Open Access to Research Data
The University Library offers guidance on various aspects of research data handling and data management planning.
Research data is a core part of the value creation at universities. Promoting open access to research data is a strategy to make full use of their potential and thereby maximise the impact of research activities in a digital society.
The University Libary provides guidance on various aspects of research data handling and data management planning, please do not hesitate to contact us.
WHY should you make your research data open?
Open Access to research data increases the impact and transparency of research activities. It ensures that the full potential of a research project is utilized and can lay basis for further research, with appropriate crediting of the data creators. Therefore, practices to support good data handling and open access to research data have been made a requirement by funding bodies, such as the Norwegian Research Council and Horizon2020/Horizon Europe. In alignment with the National strategy on access and sharing of research data, open access to research data is part of The University of Bergen Policy for Open Science.
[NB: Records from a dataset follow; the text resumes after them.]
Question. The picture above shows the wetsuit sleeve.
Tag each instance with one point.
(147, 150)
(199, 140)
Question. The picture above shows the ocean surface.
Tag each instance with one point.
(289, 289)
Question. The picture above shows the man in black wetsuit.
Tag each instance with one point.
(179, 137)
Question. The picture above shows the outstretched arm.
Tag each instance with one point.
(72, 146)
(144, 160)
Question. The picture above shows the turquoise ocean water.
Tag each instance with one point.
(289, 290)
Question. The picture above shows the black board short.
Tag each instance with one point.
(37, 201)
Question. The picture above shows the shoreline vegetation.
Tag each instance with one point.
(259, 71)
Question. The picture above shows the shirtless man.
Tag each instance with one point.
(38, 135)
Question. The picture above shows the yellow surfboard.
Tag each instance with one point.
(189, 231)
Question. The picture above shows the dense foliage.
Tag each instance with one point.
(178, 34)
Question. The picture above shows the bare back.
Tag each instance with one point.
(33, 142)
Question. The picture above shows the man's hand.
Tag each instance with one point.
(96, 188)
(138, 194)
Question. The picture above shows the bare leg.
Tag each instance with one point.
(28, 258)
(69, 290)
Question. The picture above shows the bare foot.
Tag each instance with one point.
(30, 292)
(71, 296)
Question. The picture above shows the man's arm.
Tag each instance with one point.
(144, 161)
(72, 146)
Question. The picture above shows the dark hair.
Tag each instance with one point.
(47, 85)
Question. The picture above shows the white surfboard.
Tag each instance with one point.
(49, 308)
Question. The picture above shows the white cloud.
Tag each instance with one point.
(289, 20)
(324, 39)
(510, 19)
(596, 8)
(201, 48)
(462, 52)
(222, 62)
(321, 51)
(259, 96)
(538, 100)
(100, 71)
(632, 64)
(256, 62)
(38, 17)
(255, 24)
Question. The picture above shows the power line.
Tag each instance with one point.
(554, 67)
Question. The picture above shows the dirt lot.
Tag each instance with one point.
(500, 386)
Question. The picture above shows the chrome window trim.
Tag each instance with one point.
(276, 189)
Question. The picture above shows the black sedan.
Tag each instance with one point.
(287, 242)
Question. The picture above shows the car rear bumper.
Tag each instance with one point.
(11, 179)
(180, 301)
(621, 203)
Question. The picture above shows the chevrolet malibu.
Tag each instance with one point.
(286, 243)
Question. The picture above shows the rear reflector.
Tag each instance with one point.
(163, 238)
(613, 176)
Furthermore, many publishers require authors to make the datasets underlying the findings described in their publications available and thereby ensure reproducible research.
"More open access to, and wider reuse of, research data promotes scientific advancement in that it equips individual researchers with a larger pool of data, facilitates replication and quality assurance of previous research findings, and prevents re-funding of the same type of data collection multiple times."
From National strategy on access and sharing of research data
Open access to research data increases the impact
Open access to research data comes with advantages for both researchers and policy makers:
- Articles that link to research data are cited more often
- Interlinking data and publications increases the visibility of researchers
- Data publications can make data available and citable that is not linked with a publication
- Data or analysis tools can inspire new research and create opportunities for collaborations
- Transparency supports research integrity and reproducibility
- Available results allow involvement of citizens and society
- Fewer resources spent on result duplication, thus greater efficiancy for funding bodies
- Building on results can lead to acceleration of the research process, faster innovation
Piwowar et al., 2013: Data reuse and the open data citation advantage
Cristensen et al., 2019: A study of the impact of data sharing on article citations using journal policies as a natural experiment
Colavizza et al., 2020: The citation advantage of linking publications to research data
McKiernan et al., 2016: How open science helps researchers succeed
Allen et al., 2019: Open science challenges, benefits and tips in early career and beyond
Burgelman et al., 2019: Open Science, Open Data, and Open Scholarship: European Policies to Make Science Fit for the Twenty-First Century
Open access to research data is a requirement
A collection of relevant policies, guidelines, documents, and links.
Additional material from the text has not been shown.